Possible candidates for a full term

  • Martha Coakley: The current state attorney general has made her desire for the job pretty clear. She’s already won a statewide landslide, and she’s the only woman thinking about running for the seat.
  • Joe Kennedy: The ex-congressman has a couple obvious advantages: his last name, and his face. (Look here -- you’ll see what I mean.) As an actual former elected official, he has a real claim to the seat. Besides, it’s been in his family’s hands nearly uninterrupted for decades. He’s suffered some minor controversies, but nothing fatal, and could very well ride the warm glow left by his beloved late uncle.

If this were 2004 and John Kerry had just been elected president, we’d be talking about Representatives Ed Markey, Marty Meehan and Barney Frank as the three leading candidates. All three had been waiting for the opening for years, and stockpiling cash. They still have their war chests, and any could still run. But since 2004, Markey and Frank have moved up to powerful positions in the House majority, and Meehan has taken a job as chancellor of the University of Massachusetts at Lowell. (Frank has said he won't run.) So, for the moment, we’ll count the three of them out. That leaves just about everyone else in the state’s congressional delegation.

  • Rep. Mike Capuano: This former Somerville mayor may come off like a Tip O’Neill style local ward-heeling pol, but he’s also the congressman for the liberal bastion of Cambridge. That could be a powerful combination in a Democratic primary.
  • Rep. Stephen Lynch: This South Boston congressman is a throwback to an older style of Democrat. He’s a former steelworker, strongly pro-labor, and strongly against abortion. A constituency exists for that kind of politics in Massachusetts, but it’s hard to imagine it’s a majority in a Democratic primary. Lynch, who looks like he wants to run, might win if more orthodox progressives split the vote badly.
  • Rep. Bill Delahunt: Representing Ted Kennedy’s own beloved Cape Cod, Delahunt is a reliable liberal, and might be interested in running. It’s hard to see, however, what distinguishes him from the pack.
  • Reps. Richard Neal and John Tierney: These two probably won’t run. If they do, though, what goes for Delahunt goes doubly for them.

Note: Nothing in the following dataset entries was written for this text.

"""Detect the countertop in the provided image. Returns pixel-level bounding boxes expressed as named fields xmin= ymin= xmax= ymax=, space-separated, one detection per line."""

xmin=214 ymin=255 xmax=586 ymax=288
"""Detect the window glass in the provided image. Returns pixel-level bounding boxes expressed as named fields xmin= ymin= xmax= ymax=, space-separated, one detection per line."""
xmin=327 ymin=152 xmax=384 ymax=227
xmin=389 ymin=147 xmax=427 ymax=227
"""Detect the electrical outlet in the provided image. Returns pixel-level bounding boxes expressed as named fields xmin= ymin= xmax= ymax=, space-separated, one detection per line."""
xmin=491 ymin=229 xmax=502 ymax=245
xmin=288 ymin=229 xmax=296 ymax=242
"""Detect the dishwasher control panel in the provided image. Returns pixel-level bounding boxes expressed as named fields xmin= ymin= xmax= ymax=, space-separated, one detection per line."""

You may have noticed that Republicans haven’t made the list. It’s pretty difficult to imagine this most Democratic of states reacting to the death of a beloved, iconic Democrat by voting to replace him with a GOP vote. Compounding the state’s basic hostility to their party in federal elections is the far more attractive prospect for Republicans of challenging the weakened Gov. Patrick in 2010. Still, a few candidates have been mentioned.

  • Mitt Romney: The former governor ended his one term something less than adored, so it’s not at all clear that he could win. And even if he did, it probably wouldn't be a boon to his budding 2012 presidential campaign. No wonder he’s said no.
  • Kerry Healey: The lieutenant governor under Mitt Romney and failed gubernatorial nominee against Deval Patrick might want to get back into government work. According to the Boston Globe, she's "talking to family and thinking about all of the different things involved, what it would take to run.”
  • Michael Sullivan: A former U.S. attorney for Massachusetts and chief of the Bureau of Alcohol, Tobacco and Firearms, it’s not clear why Sullivan would want to tarnish an otherwise impressive career by losing an election to, say, Michael Capuano.
  • Jeff Beatty: This businessman has sought office in Massachusetts before -- and lost badly. A couple of times.